К началу этой войны месье Бриссон отнесся философски. Да, коммунист застрелил нашего дорогого президента – но при чем тут я, простой обыватель, и что мне с русскими и немцами делить? Я и моя семья не комбатанты, а следовательно, война нас не касается. Надо только пережить, перетерпеть – и будет все как прежде.
Через городок шли колонны войск. Не французы, американцы – Пятая пехотная дивизия спешила занять оборону где-то рядом. Потому с тротуаров вслед солдатам не бросали цветов, а кричали: уходите! вы навлечете на нас бомбежку и обстрел – воюйте, но не вмешивайте нас! И месье Бриссон с семьей тоже стоял, смотрел и кричал иногда. Потому что не любил американцев, считая их высокомерными.
Со второго дня была слышна канонада, все ближе. И самолеты пролетали над городом, неизвестно чьи, пока не бомбили. Еще через день по местному радио было сделано объявление, что жителям надо срочно эвакуироваться. Но немного было тех, кто решился бросить свою собственность и дома.
А на шестой день пришли русские. По главной улице ползли танки и ехали машины, в них сидели солдаты азиатского вида, безликие и вездесущие, как саранча. Крупную собственность – автомастерскую месье Жиньяка и деревообрабатывающий заводик месье Симона – объявили национализированными, владельцев расстреляли. А среди жителей объявили мобилизацию в «рабочие батальоны», месье Бриссон принес свои справки, русский офицер издевательским тоном посоветовал ими подтереться и показал в окно, где во двор комендатуры выводили каких-то бедолаг, а напротив уже стоял десяток русских солдат с автоматами наизготовку, вот грянул залп, упали тела.
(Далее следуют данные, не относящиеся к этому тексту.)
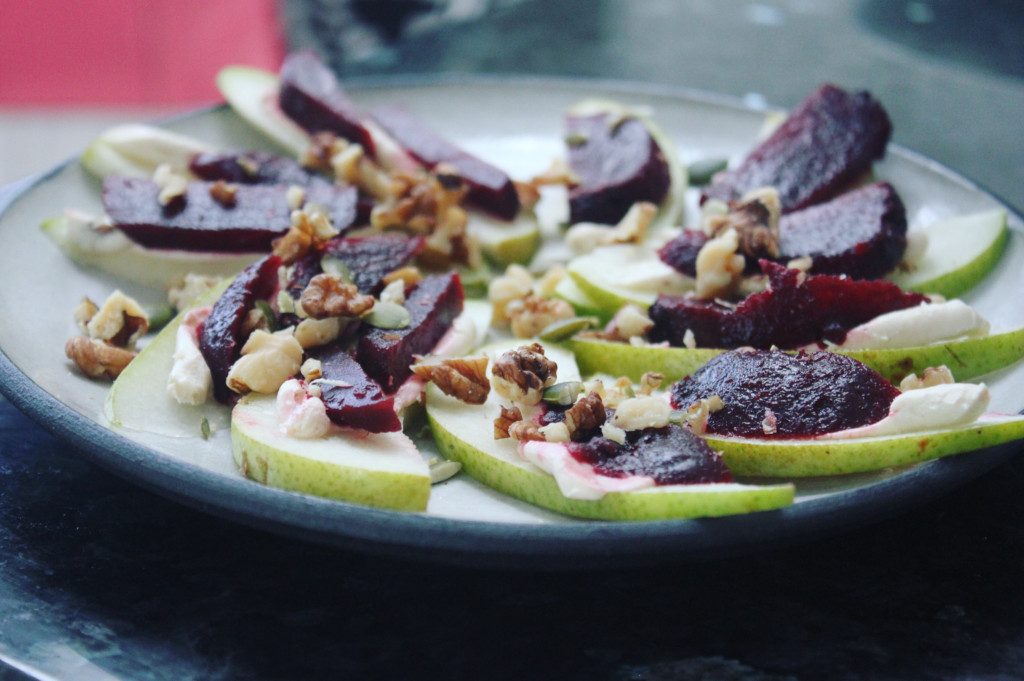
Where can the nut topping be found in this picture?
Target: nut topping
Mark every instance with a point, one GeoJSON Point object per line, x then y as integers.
{"type": "Point", "coordinates": [463, 378]}
{"type": "Point", "coordinates": [521, 375]}
{"type": "Point", "coordinates": [327, 295]}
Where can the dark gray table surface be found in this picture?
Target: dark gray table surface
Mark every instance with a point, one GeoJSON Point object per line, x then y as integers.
{"type": "Point", "coordinates": [102, 581]}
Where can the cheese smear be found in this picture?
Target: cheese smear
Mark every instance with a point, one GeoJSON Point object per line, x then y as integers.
{"type": "Point", "coordinates": [924, 325]}
{"type": "Point", "coordinates": [937, 408]}
{"type": "Point", "coordinates": [576, 479]}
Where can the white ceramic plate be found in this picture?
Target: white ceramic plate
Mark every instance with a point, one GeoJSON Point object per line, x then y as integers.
{"type": "Point", "coordinates": [516, 124]}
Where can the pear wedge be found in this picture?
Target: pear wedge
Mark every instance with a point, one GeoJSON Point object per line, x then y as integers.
{"type": "Point", "coordinates": [961, 252]}
{"type": "Point", "coordinates": [138, 398]}
{"type": "Point", "coordinates": [376, 469]}
{"type": "Point", "coordinates": [966, 358]}
{"type": "Point", "coordinates": [804, 458]}
{"type": "Point", "coordinates": [137, 150]}
{"type": "Point", "coordinates": [112, 252]}
{"type": "Point", "coordinates": [465, 434]}
{"type": "Point", "coordinates": [253, 94]}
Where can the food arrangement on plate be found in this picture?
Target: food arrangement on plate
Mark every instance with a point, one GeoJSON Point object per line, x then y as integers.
{"type": "Point", "coordinates": [631, 364]}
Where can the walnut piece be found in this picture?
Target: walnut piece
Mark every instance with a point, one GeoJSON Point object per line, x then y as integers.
{"type": "Point", "coordinates": [97, 358]}
{"type": "Point", "coordinates": [531, 314]}
{"type": "Point", "coordinates": [327, 295]}
{"type": "Point", "coordinates": [522, 374]}
{"type": "Point", "coordinates": [463, 378]}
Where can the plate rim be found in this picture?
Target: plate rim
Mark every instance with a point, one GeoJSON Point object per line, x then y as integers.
{"type": "Point", "coordinates": [491, 544]}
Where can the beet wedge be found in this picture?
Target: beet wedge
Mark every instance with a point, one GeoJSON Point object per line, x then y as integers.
{"type": "Point", "coordinates": [861, 233]}
{"type": "Point", "coordinates": [368, 258]}
{"type": "Point", "coordinates": [387, 353]}
{"type": "Point", "coordinates": [197, 221]}
{"type": "Point", "coordinates": [617, 164]}
{"type": "Point", "coordinates": [792, 313]}
{"type": "Point", "coordinates": [253, 168]}
{"type": "Point", "coordinates": [489, 188]}
{"type": "Point", "coordinates": [822, 149]}
{"type": "Point", "coordinates": [221, 337]}
{"type": "Point", "coordinates": [770, 393]}
{"type": "Point", "coordinates": [311, 96]}
{"type": "Point", "coordinates": [351, 397]}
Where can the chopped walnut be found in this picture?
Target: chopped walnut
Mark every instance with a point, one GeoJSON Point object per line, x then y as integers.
{"type": "Point", "coordinates": [697, 413]}
{"type": "Point", "coordinates": [327, 295]}
{"type": "Point", "coordinates": [531, 314]}
{"type": "Point", "coordinates": [585, 416]}
{"type": "Point", "coordinates": [267, 360]}
{"type": "Point", "coordinates": [585, 237]}
{"type": "Point", "coordinates": [505, 420]}
{"type": "Point", "coordinates": [650, 382]}
{"type": "Point", "coordinates": [642, 412]}
{"type": "Point", "coordinates": [224, 194]}
{"type": "Point", "coordinates": [719, 266]}
{"type": "Point", "coordinates": [463, 378]}
{"type": "Point", "coordinates": [521, 375]}
{"type": "Point", "coordinates": [173, 185]}
{"type": "Point", "coordinates": [930, 377]}
{"type": "Point", "coordinates": [515, 284]}
{"type": "Point", "coordinates": [120, 321]}
{"type": "Point", "coordinates": [97, 358]}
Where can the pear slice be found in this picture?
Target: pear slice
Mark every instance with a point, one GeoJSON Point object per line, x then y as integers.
{"type": "Point", "coordinates": [967, 358]}
{"type": "Point", "coordinates": [613, 275]}
{"type": "Point", "coordinates": [253, 94]}
{"type": "Point", "coordinates": [465, 434]}
{"type": "Point", "coordinates": [804, 458]}
{"type": "Point", "coordinates": [506, 243]}
{"type": "Point", "coordinates": [136, 151]}
{"type": "Point", "coordinates": [671, 210]}
{"type": "Point", "coordinates": [113, 252]}
{"type": "Point", "coordinates": [138, 398]}
{"type": "Point", "coordinates": [961, 252]}
{"type": "Point", "coordinates": [375, 469]}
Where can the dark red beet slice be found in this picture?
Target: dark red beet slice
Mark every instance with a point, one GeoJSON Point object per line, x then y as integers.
{"type": "Point", "coordinates": [672, 456]}
{"type": "Point", "coordinates": [198, 222]}
{"type": "Point", "coordinates": [790, 314]}
{"type": "Point", "coordinates": [220, 339]}
{"type": "Point", "coordinates": [861, 233]}
{"type": "Point", "coordinates": [825, 144]}
{"type": "Point", "coordinates": [806, 394]}
{"type": "Point", "coordinates": [489, 188]}
{"type": "Point", "coordinates": [253, 168]}
{"type": "Point", "coordinates": [616, 164]}
{"type": "Point", "coordinates": [369, 258]}
{"type": "Point", "coordinates": [357, 400]}
{"type": "Point", "coordinates": [386, 354]}
{"type": "Point", "coordinates": [311, 96]}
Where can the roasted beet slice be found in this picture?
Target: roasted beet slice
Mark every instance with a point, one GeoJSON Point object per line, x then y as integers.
{"type": "Point", "coordinates": [617, 164]}
{"type": "Point", "coordinates": [432, 305]}
{"type": "Point", "coordinates": [488, 187]}
{"type": "Point", "coordinates": [828, 142]}
{"type": "Point", "coordinates": [861, 233]}
{"type": "Point", "coordinates": [369, 258]}
{"type": "Point", "coordinates": [791, 313]}
{"type": "Point", "coordinates": [770, 393]}
{"type": "Point", "coordinates": [311, 96]}
{"type": "Point", "coordinates": [351, 397]}
{"type": "Point", "coordinates": [672, 456]}
{"type": "Point", "coordinates": [220, 339]}
{"type": "Point", "coordinates": [253, 168]}
{"type": "Point", "coordinates": [197, 221]}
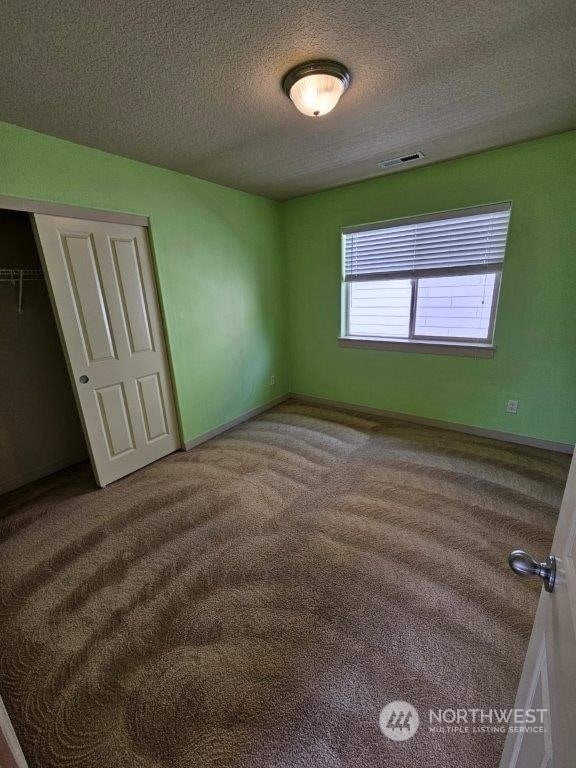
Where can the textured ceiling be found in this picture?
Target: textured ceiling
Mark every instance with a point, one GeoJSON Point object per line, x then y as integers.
{"type": "Point", "coordinates": [195, 86]}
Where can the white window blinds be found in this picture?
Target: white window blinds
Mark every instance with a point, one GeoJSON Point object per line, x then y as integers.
{"type": "Point", "coordinates": [456, 242]}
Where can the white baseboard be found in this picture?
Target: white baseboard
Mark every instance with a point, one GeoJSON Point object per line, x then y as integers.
{"type": "Point", "coordinates": [16, 481]}
{"type": "Point", "coordinates": [189, 444]}
{"type": "Point", "coordinates": [10, 748]}
{"type": "Point", "coordinates": [493, 434]}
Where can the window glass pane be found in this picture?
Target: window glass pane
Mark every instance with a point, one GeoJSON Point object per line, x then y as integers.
{"type": "Point", "coordinates": [379, 308]}
{"type": "Point", "coordinates": [458, 307]}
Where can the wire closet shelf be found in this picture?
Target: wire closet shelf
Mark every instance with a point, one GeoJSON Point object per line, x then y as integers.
{"type": "Point", "coordinates": [17, 277]}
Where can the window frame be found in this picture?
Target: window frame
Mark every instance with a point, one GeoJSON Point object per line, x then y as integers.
{"type": "Point", "coordinates": [412, 336]}
{"type": "Point", "coordinates": [457, 345]}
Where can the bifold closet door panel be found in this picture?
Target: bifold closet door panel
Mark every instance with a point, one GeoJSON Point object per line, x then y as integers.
{"type": "Point", "coordinates": [104, 295]}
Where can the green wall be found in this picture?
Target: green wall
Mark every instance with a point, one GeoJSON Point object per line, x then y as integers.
{"type": "Point", "coordinates": [218, 260]}
{"type": "Point", "coordinates": [535, 360]}
{"type": "Point", "coordinates": [233, 268]}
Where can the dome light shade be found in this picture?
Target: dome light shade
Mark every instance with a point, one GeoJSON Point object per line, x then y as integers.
{"type": "Point", "coordinates": [316, 87]}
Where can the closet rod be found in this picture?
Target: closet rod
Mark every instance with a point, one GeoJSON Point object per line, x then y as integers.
{"type": "Point", "coordinates": [17, 276]}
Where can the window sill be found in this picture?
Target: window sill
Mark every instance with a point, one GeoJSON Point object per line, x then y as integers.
{"type": "Point", "coordinates": [455, 348]}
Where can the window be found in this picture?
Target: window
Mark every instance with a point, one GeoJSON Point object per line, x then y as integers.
{"type": "Point", "coordinates": [428, 279]}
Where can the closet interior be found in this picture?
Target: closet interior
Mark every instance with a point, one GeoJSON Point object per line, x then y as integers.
{"type": "Point", "coordinates": [40, 429]}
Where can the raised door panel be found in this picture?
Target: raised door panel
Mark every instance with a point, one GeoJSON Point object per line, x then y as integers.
{"type": "Point", "coordinates": [90, 304]}
{"type": "Point", "coordinates": [115, 419]}
{"type": "Point", "coordinates": [128, 272]}
{"type": "Point", "coordinates": [153, 405]}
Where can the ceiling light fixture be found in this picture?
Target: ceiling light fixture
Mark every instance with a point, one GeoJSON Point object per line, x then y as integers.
{"type": "Point", "coordinates": [316, 86]}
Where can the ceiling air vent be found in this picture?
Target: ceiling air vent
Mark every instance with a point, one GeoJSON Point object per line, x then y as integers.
{"type": "Point", "coordinates": [395, 161]}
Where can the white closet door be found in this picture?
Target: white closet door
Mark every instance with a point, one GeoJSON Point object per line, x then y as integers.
{"type": "Point", "coordinates": [104, 296]}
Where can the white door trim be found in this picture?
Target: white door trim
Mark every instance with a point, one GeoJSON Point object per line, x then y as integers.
{"type": "Point", "coordinates": [71, 211]}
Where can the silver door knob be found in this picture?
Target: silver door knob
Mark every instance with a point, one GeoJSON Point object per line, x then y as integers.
{"type": "Point", "coordinates": [525, 565]}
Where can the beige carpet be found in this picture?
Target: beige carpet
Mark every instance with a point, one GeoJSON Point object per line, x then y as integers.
{"type": "Point", "coordinates": [256, 602]}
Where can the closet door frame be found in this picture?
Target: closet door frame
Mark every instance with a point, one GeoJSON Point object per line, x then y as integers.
{"type": "Point", "coordinates": [94, 214]}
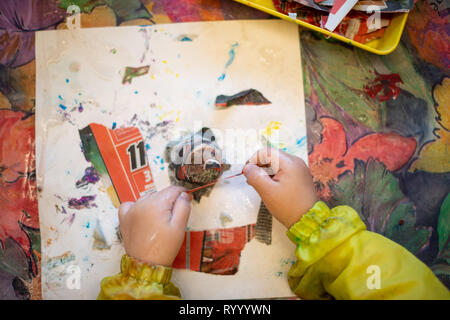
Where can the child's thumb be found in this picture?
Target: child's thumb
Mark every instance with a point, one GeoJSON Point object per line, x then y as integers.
{"type": "Point", "coordinates": [181, 210]}
{"type": "Point", "coordinates": [259, 179]}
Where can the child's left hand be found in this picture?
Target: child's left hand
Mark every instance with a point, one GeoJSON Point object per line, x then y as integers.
{"type": "Point", "coordinates": [153, 227]}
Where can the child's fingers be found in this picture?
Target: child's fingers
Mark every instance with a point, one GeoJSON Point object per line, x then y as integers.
{"type": "Point", "coordinates": [123, 209]}
{"type": "Point", "coordinates": [181, 210]}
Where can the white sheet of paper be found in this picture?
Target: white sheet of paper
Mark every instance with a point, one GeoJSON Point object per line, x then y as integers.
{"type": "Point", "coordinates": [86, 67]}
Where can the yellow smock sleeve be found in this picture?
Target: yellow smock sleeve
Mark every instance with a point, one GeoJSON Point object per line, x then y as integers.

– Вот, что у нас положено за саботаж, – сказал русский. – Вас к следующей партии туда присоединить, или выйдете на работу?
Работа, по счастью, оказалась неподалеку от дома – ремонтировать железнодорожные пути, таскать шпалы и рельсы, подсыпать грунт. Месье Бриссон, непривычный к физическому труду, быстро стер руки до кровавых пузырей – но не смел протестовать, видя, как тех, кто плохо работает, а тем более возмущается, тут же хватают, уводят, и больше никто не видит их живыми. Клотильду и старшую из дочерей, Сару, мобилизовали в госпиталь, мыть полы и чистить уборные. Рабочий день по двенадцать часов, плюс один час политинформации, когда русский офицер, а чаще кто-то из местных коммунистов, в черном берете с кокардой и с красной повязкой на рукаве читал советские газеты – причем уклонение от политинформации считалось еще более злостным саботажем, чем плохая работа. Воскресенье считалось выходным – работать лишь шесть часов и политинформации нет.
– Труд даже из обезьяны сделал человека, – говорили русские, – не то что из буржуя. Перевоспитывайтесь, эксплуататоры, если хотите в новом мире жить.
Пришли в дом с обыском – забрали все ценные вещи. Оставили по одному костюму, одному пальто, одной паре обуви и две пары белья на человека – а остальное будет роздано нуждающимся. Также отобрали все запасы продуктов – вручив взамен карточки на питание, которые надлежало отоваривать раз в сутки, при комендатуре, по справедливой норме.